There’s talk of a hybrid system where the central bank has its own – presumably just a database – and then commercial banks have their own method of connecting to it with a third layer then giving public access through commercial banks.

As the technical design has not been explained for a technical audience, just how this works is a bit hazy, but there is no blockchain explorer, and thus the arguably decisive question: can this have smart contracts?

There’s claims it can and something like ethereum is ultimately a database, so there may be technical ways it can do so, however without a blockchain explorer, it’s not clear how this can have automated finance in the style of defi.

The CBDC/DCEP and now e-CNY design began all the way back in 2014 when there were no smart contracts as we now know them, so in crypto terms and from some descriptions, this might be more a version 1 blockchain.

Bitcoin of course has ‘smart contracts,’ but far too limited to run something like Uniswap. Now we can put Uniswap on this central bank database, and Curve as well as all these dapps, and they can talk/interlope, but how can an entrepreneur connect these dapps without seeing the code?

There’s perhaps no reason why the central bank can’t have an explorer, but for itself. Opening that to the public and even allowing the public to write to it may open security risks as the database itself could perhaps even be hacked.

A more controlled version of this would allow licensed entities to write, but that significantly limits innovation with it unclear how one can issue an e-stock token here and then Compound it to turn the borrowed e-CNY into another e-stock on book orderless Uniswap where others provide liquidity.

That’s the future of finance, automated finance. The code does everything, humans just take decisions. Without that edge, it’s not clear why anyone cares they have access to central bank reserve money especially when they don’t get any of the benefits commercial banks do by having such access, like earning central bank interest from deposits, let alone borrowing rights, but there’s a payment and clearing system so that might have some benefits.

ETH Like e-Fiat Coming?

However ultimately central banks care about only one thing: the power to issue money. So if we, as the public, would be unhappy with what is really just more of the same and want public smart contracts, there isn’t really any reason why they wouldn’t provide such service as it does not directly interfere with their sole interest of having the power to issue money.
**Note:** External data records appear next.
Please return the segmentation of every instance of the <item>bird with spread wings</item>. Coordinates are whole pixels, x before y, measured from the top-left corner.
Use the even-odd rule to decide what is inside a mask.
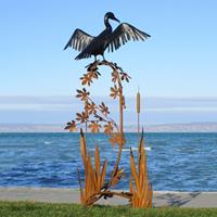
[[[114,20],[119,23],[112,12],[107,12],[104,16],[105,29],[99,36],[90,36],[77,28],[66,43],[64,50],[72,47],[79,51],[80,53],[75,60],[87,59],[94,55],[97,61],[97,55],[102,55],[104,59],[104,51],[106,49],[108,49],[108,52],[113,52],[129,40],[143,41],[151,37],[149,34],[145,34],[127,23],[119,24],[113,31],[108,20]]]

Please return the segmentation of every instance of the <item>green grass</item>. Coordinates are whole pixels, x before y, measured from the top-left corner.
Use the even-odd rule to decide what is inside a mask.
[[[149,208],[127,206],[99,206],[86,208],[77,204],[49,204],[31,202],[0,202],[0,217],[217,217],[217,208]]]

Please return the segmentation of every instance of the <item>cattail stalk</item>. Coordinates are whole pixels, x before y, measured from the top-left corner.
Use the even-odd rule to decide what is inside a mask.
[[[137,143],[138,143],[138,149],[139,149],[139,142],[140,142],[139,133],[140,133],[140,92],[138,90],[138,92],[137,92]]]

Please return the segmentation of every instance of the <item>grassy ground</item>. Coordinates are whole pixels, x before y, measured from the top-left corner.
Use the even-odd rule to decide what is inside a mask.
[[[31,202],[0,202],[0,217],[217,217],[217,208],[150,208],[133,209],[127,206],[92,206],[77,204],[48,204]]]

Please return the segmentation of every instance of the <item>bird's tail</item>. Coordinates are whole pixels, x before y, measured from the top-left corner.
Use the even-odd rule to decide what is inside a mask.
[[[91,54],[90,53],[86,53],[86,52],[81,52],[81,53],[79,53],[76,58],[75,58],[75,60],[80,60],[80,59],[87,59],[87,58],[90,58],[91,56]]]

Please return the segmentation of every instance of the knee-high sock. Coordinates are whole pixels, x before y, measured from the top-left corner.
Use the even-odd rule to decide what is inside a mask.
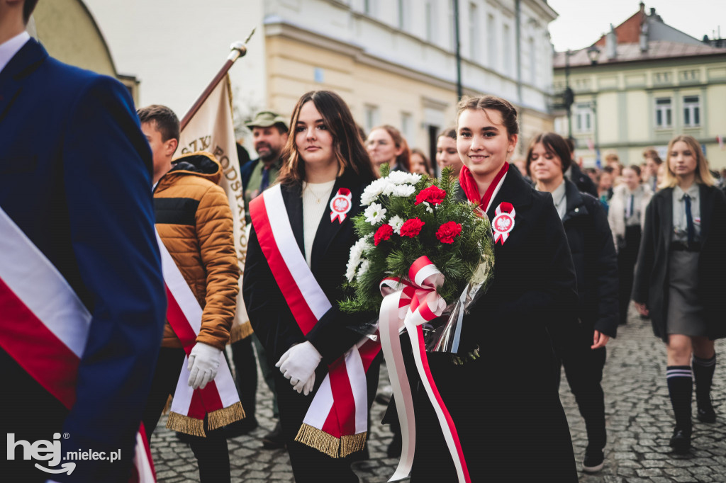
[[[693,377],[690,366],[669,366],[666,370],[668,393],[676,417],[676,426],[690,429],[690,400],[693,391]]]
[[[716,369],[716,354],[710,359],[693,356],[693,379],[696,379],[696,400],[699,405],[711,404],[711,382]]]

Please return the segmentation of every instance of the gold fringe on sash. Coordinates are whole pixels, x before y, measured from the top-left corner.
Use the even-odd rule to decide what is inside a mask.
[[[295,437],[295,440],[314,447],[330,458],[345,458],[362,450],[365,447],[367,434],[367,433],[364,432],[338,439],[314,426],[303,423],[298,435]]]
[[[358,433],[357,434],[351,434],[350,436],[345,435],[340,438],[340,458],[345,458],[348,455],[352,455],[356,451],[361,451],[365,447],[365,439],[367,432],[363,432],[362,433]]]
[[[171,410],[171,401],[174,400],[174,396],[170,395],[166,398],[166,404],[164,405],[164,408],[161,410],[162,414],[166,414]]]
[[[203,438],[207,437],[204,432],[204,421],[203,420],[190,418],[174,411],[169,413],[166,427],[171,431],[178,431],[184,434],[199,436]]]
[[[244,418],[245,410],[242,407],[242,402],[237,402],[229,408],[222,408],[208,413],[207,427],[211,431]]]
[[[252,330],[252,324],[250,323],[249,321],[238,326],[232,325],[232,329],[229,331],[229,342],[228,343],[232,344],[238,340],[247,339],[252,335],[253,332],[254,331]]]
[[[303,423],[295,440],[314,447],[330,458],[339,458],[340,440],[309,424]]]

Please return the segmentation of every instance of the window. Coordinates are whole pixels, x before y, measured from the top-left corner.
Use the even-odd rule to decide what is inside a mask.
[[[671,98],[660,97],[656,99],[656,127],[664,128],[673,125],[671,111]]]
[[[534,38],[529,38],[529,83],[533,86],[537,80],[537,55],[534,49]]]
[[[433,42],[436,40],[436,31],[433,17],[433,0],[426,0],[423,8],[426,20],[426,40],[429,42]]]
[[[370,133],[373,128],[378,125],[378,107],[370,104],[365,104],[364,107],[365,112],[365,132]]]
[[[409,112],[401,113],[401,133],[409,143],[409,147],[413,139],[413,117]]]
[[[510,38],[510,27],[508,24],[505,24],[502,27],[502,41],[504,41],[504,52],[502,60],[504,61],[504,72],[507,75],[512,75],[512,42]]]
[[[575,105],[574,113],[575,131],[578,133],[592,132],[592,107],[589,104],[578,104]]]
[[[469,57],[473,59],[479,57],[479,9],[476,4],[469,4]]]
[[[701,125],[701,99],[698,96],[683,98],[683,125],[687,128]]]
[[[494,16],[486,15],[486,50],[489,53],[489,67],[497,68],[497,23]]]

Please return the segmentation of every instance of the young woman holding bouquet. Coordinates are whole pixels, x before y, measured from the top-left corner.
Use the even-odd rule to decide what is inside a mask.
[[[304,94],[295,107],[290,126],[294,134],[283,150],[278,188],[271,187],[250,205],[245,302],[269,362],[280,368],[275,381],[280,424],[295,481],[357,482],[347,455],[362,449],[364,433],[362,437],[330,436],[309,424],[307,417],[322,383],[328,381],[328,365],[340,360],[362,338],[350,327],[377,317],[376,313],[343,314],[338,305],[343,297],[342,274],[357,239],[351,218],[360,211],[363,188],[377,176],[350,110],[338,94]],[[281,195],[277,205],[268,191]],[[271,228],[281,220],[287,227],[287,236]],[[274,256],[274,250],[282,261]],[[293,286],[299,286],[297,295],[290,295]],[[317,301],[306,294],[311,286],[319,289]],[[299,309],[301,294],[314,316],[308,326],[301,321],[306,316]],[[378,386],[376,360],[366,368],[368,409]],[[335,390],[335,382],[330,380],[329,392],[331,385]],[[358,422],[353,424],[357,427]],[[346,437],[357,442],[352,450]]]
[[[562,222],[550,194],[507,169],[518,133],[511,104],[491,96],[464,99],[457,120],[464,163],[457,194],[492,220],[494,274],[464,316],[457,355],[465,362],[430,353],[431,373],[456,426],[470,481],[576,482],[553,370],[552,342],[565,344],[573,333],[577,306]],[[411,481],[457,481],[420,390],[415,410]]]
[[[587,447],[582,470],[595,473],[605,460],[605,397],[600,383],[605,344],[618,329],[618,261],[605,209],[565,178],[570,163],[567,142],[559,134],[544,133],[529,145],[527,171],[537,180],[537,190],[552,194],[577,275],[580,323],[573,346],[557,355],[585,420]]]
[[[668,144],[662,188],[645,211],[632,298],[666,344],[666,378],[676,426],[670,445],[690,447],[691,399],[713,423],[714,339],[726,337],[726,197],[717,188],[698,142],[678,136]]]

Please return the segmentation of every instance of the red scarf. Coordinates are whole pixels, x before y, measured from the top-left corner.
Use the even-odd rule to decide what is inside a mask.
[[[471,171],[465,165],[462,167],[461,173],[459,173],[459,186],[464,190],[464,194],[466,195],[467,199],[472,203],[478,205],[483,210],[486,211],[489,206],[489,202],[492,201],[492,195],[497,189],[497,185],[499,184],[502,178],[507,173],[507,170],[508,169],[509,163],[505,162],[499,173],[497,173],[494,180],[489,183],[489,186],[486,189],[484,196],[481,198],[479,197],[479,186],[476,184],[476,181],[474,181],[474,176],[471,174]]]

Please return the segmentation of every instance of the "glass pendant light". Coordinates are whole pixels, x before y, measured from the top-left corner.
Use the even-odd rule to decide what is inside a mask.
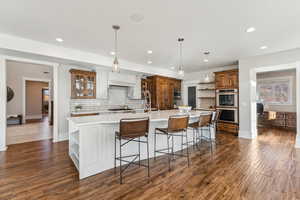
[[[182,64],[182,42],[183,41],[184,41],[183,38],[178,38],[179,51],[180,51],[180,61],[179,61],[179,67],[178,67],[178,75],[179,76],[184,76],[183,64]]]
[[[115,58],[112,65],[112,71],[113,72],[120,72],[120,66],[118,61],[118,30],[120,29],[120,26],[113,25],[113,29],[115,30]]]

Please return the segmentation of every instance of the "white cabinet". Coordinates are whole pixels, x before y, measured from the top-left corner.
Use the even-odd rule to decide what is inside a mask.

As such, a central bank copy clone of eth with identical capabilities in regards to defi, tokenization, and much else, is most likely coming.

If not in China, then in Europe or America, and if in neither, then in Sweden or Switzerland. Because one way or another, the technological advancement gap will be closed.
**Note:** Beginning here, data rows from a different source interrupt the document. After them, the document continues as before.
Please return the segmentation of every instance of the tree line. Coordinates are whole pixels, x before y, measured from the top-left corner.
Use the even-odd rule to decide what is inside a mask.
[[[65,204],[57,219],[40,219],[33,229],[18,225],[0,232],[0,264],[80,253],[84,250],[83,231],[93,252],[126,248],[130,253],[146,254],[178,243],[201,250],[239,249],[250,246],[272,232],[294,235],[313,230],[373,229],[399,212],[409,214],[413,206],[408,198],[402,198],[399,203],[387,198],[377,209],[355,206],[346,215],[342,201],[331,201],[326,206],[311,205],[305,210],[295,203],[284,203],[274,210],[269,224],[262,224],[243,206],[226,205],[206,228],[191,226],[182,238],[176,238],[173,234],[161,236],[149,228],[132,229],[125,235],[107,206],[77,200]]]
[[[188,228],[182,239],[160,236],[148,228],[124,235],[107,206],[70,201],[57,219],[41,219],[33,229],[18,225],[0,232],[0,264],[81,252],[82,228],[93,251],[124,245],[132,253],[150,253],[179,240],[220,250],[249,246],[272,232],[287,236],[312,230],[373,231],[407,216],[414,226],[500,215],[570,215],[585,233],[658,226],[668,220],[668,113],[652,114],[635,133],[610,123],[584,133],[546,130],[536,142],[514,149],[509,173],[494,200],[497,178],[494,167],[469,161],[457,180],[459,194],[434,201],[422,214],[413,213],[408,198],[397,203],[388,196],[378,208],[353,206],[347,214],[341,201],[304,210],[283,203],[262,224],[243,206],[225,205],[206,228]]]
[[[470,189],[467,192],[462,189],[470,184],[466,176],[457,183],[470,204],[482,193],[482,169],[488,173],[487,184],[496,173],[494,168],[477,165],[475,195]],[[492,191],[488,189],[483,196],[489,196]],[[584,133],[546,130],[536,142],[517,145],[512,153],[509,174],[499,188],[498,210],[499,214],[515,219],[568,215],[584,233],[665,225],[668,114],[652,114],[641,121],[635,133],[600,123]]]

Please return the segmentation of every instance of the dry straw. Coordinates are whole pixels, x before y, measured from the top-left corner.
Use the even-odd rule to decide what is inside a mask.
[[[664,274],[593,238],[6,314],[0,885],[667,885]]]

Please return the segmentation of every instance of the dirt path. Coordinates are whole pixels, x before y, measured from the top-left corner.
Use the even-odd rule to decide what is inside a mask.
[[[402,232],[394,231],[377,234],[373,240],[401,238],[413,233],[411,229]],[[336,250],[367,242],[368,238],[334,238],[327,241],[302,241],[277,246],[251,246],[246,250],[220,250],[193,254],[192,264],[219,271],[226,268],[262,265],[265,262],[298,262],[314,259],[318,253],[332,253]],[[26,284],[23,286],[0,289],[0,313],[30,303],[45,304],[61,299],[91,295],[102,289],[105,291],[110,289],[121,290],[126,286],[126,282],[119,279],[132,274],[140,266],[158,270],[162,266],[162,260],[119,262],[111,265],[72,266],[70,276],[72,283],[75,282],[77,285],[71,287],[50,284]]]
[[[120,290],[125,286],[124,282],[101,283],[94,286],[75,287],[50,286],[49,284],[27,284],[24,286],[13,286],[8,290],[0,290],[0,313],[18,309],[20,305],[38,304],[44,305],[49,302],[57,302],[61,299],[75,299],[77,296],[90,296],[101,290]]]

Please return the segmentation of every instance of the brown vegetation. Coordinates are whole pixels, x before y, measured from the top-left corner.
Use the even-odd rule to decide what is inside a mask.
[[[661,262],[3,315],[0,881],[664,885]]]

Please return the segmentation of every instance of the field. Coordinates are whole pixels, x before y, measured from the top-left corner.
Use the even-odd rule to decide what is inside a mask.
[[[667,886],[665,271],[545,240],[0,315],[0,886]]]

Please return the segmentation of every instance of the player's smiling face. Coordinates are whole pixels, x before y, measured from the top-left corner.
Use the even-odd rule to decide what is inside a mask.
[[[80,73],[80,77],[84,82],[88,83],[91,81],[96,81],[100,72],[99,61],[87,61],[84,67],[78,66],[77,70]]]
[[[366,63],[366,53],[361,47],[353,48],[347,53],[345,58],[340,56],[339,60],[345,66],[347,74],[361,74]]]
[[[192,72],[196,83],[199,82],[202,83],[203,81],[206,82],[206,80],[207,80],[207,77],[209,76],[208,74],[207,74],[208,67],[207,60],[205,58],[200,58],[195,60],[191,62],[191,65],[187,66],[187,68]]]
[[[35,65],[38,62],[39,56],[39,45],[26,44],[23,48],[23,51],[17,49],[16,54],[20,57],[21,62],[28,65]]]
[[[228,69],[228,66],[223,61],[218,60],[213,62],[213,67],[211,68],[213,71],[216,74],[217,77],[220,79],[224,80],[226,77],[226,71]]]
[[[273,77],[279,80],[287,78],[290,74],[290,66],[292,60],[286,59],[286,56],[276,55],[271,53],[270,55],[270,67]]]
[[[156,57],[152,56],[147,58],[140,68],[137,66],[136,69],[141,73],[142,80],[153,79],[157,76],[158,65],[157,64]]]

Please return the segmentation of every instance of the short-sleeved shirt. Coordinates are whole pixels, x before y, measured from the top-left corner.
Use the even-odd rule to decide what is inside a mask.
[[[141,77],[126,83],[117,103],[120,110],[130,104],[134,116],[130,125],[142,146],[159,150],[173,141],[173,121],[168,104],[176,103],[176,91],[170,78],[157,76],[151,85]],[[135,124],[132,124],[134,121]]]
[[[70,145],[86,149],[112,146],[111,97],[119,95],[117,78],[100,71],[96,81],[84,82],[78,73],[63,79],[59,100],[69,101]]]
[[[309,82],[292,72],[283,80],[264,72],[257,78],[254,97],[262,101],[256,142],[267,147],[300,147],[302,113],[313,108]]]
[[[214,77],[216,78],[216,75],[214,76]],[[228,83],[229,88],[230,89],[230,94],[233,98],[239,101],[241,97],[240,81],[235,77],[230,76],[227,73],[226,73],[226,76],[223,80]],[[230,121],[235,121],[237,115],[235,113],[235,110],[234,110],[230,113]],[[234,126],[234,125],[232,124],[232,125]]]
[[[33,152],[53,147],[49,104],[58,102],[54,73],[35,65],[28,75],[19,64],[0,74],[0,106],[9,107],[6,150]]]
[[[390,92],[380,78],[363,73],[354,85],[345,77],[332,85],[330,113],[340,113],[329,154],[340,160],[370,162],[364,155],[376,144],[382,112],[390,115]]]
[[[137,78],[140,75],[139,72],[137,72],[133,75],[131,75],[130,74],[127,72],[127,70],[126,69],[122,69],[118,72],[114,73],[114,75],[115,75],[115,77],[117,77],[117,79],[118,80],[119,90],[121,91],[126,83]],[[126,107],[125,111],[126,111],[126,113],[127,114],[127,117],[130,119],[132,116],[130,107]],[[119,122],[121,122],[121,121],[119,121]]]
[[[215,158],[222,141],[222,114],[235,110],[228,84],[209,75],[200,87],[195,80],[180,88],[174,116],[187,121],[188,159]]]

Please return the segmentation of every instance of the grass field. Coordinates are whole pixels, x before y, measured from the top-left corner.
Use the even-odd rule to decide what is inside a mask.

Probably not fully. Crypto will probably always be more open, and thus more innovative, which in turn means central banks will keep playing catchup until crypto innovation reaches the growth stage of the internet with no more obvious low hanging fruits left and so changes to incremental innovation rather than structural.

But the technical edge might probably at some point become a minor distinction primarily based on fixed supply versus managed supply.
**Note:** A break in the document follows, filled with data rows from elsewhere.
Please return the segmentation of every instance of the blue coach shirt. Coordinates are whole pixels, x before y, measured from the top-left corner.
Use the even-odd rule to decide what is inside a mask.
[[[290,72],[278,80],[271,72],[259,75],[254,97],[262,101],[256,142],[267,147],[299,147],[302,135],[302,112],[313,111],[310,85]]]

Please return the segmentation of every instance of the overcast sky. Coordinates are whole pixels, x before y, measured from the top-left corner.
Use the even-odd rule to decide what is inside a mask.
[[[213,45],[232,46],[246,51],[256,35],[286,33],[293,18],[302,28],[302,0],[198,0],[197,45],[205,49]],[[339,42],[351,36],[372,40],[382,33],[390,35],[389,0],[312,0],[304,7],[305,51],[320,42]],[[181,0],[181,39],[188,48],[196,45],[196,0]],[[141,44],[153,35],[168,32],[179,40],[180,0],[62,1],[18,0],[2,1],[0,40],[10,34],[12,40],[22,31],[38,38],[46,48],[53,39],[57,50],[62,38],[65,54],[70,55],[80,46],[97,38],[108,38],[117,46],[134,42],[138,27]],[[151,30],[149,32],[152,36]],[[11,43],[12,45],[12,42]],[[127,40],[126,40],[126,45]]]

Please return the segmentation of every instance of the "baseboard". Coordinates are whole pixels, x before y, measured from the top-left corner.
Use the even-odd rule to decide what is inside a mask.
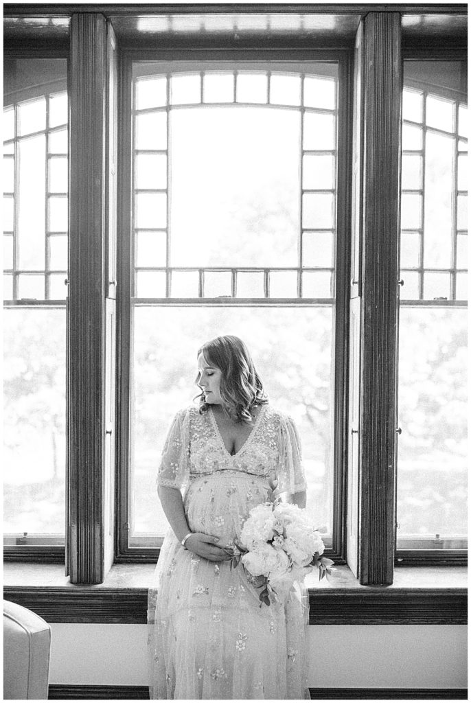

In the process, coders will have a field day because if Europe or America in particular manages to get this right to the satisfaction of coders in terms of tech capabilities – which is crucial if they’re going to adopt it – then a whole field of automated code based digital finance opens up.

This will be different to bitcoin which will retain its unique offering of digital gold as a hedge against the mismanagement of fiat supply, but the current money system will at least upgrade and thus should have innovative benefits over the current largely analogue dominant system.

Whether they can get it right however is a big question. eCNY, as it stands, hasn’t because it appears to offer nothing to the public above what the public already had on offer due to it lacking publicly writable smart contracts ala Uniswap.

That’s the base standard they have to meet if they want to compete and actually have the public pay attention with it more a toss up right now whether they can, both due to technical and political challenges, meet this standard.